On Mon, Oct 24, 2011 at 5:54 PM, David Voong <voong.david@gmail.com> wrote:
Hi guys,

I have a question regarding subclassing of the numpy.matrix class.

I read through the wiki page, http://docs.scipy.org/doc/numpy/user/basics.subclassing.html

and tried to subclass numpy.matrix, I find that if I override the __finalize_array__ method I have problems using the sum method and get the following error,


Traceback (most recent call last):
  File "test.py", line 61, in <module>
    print (a * b).sum()
  File "/afs/cern.ch/user/d/dvoong/programs/lib/python2.6/site-packages/numpy/matrixlib/defmatrix.py", line 435, in sum
    return N.ndarray.sum(self, axis, dtype, out)._align(axis)
  File "/afs/cern.ch/user/d/dvoong/programs/lib/python2.6/site-packages/numpy/matrixlib/defmatrix.py", line 370, in _align
    return self[0,0]
  File "/afs/cern.ch/user/d/dvoong/programs/lib/python2.6/site-packages/numpy/matrixlib/defmatrix.py", line 305, in __getitem__
    out = N.ndarray.__getitem__(self, index)
IndexError: 0-d arrays can only use a single () or a list of newaxes (and a single ...) as an index



Hi,

Thanks for asking this - I'm also trying to subclass np.matrix and running into similar problems; I never generally need to sum my vectors so this wasn't a problem I had noticed thus far.

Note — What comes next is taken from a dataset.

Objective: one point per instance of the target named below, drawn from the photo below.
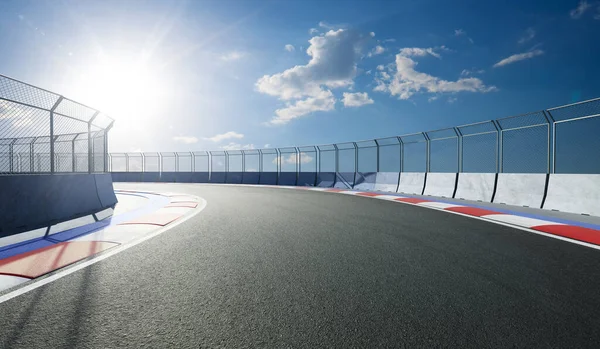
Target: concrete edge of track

Anyway, for np.matrix, there are definitely particular issues beyond what is described on the array subclassing wiki. I think I have a workaround, based on struggling with my own subclass. This is really a hack since I'm not sure how some parts of matrix actually work, so if someone has a better solution please speak up!

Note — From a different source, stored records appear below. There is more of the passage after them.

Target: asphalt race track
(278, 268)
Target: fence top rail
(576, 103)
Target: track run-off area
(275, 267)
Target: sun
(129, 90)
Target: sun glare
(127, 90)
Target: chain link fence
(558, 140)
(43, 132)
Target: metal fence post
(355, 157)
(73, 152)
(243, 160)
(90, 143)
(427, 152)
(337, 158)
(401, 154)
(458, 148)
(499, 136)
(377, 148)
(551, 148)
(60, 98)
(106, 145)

You didn't give details on the actual subclass, but I can recreate the error with the following minimal example (testing with Numpy 1.6.1 inside EPD 7.1):

class MatSubClass1(np.matrix):
    def __new__(cls, input_array):
        obj = np.asarray(input_array).view(cls)
        return obj
    def __array_finalize__(self, obj):
        pass
    def __array_wrap__(self, out_arr, context=None):
        return np.ndarray.__array_wrap__(self, out_arr, context)

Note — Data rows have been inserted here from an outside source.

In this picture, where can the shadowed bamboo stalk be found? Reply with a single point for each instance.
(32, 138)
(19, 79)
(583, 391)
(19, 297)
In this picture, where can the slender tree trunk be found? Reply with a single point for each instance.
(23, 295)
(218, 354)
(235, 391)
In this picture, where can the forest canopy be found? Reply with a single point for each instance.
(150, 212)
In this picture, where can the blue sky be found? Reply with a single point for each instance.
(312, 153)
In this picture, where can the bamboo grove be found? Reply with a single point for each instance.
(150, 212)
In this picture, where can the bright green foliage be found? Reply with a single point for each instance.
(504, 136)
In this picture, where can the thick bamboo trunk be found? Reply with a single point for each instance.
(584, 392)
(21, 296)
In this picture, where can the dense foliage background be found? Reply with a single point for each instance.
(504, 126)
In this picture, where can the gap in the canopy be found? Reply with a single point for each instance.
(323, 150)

In [2]: m1 = MatSubClass1( [[2,0],[1,1]] )
In [3]: m1.sum()
...
IndexError: 0-d arrays can only use a single () or a list of newaxes (and a single ...) as an index


The problem is that __array_finalize__ of the matrix class that needs to get called, to preserve dimensions (matrix should always have 2 dimensions). You can't just add the matrix __array_finalize__ because the initial call happens when you create the object, in which case obj is a ndarray object, not a matrix. So, check to see obj is a matrix first before calling it. In addition, there is some undocumented _getitem attribute inside matrix, and I do not know what it does. If you just set that attribute during __new__, you get something that seems to work:

class MatSubClass2(np.matrix):
    def __new__(cls, input_array):
        obj = np.asarray(input_array).view(cls)
        obj._getitem = False
        return obj
    def __array_finalize__(self, obj):
        if isinstance(obj, np.matrix):
            np.matrix.__array_finalize__(self, obj)
    def __array_wrap__(self, out_arr, context=None):
        return np.ndarray.__array_wrap__(self, out_arr, context)

In [4]: m2 = MatSubClass2( [[2,0],[1,1]] )

In [5]: m2.sum(), m2.sum(0), m2.sum(1)
Out[5]: (4, matrix([[3, 1]]), matrix([[2], [2]]))


HTH,
Aronne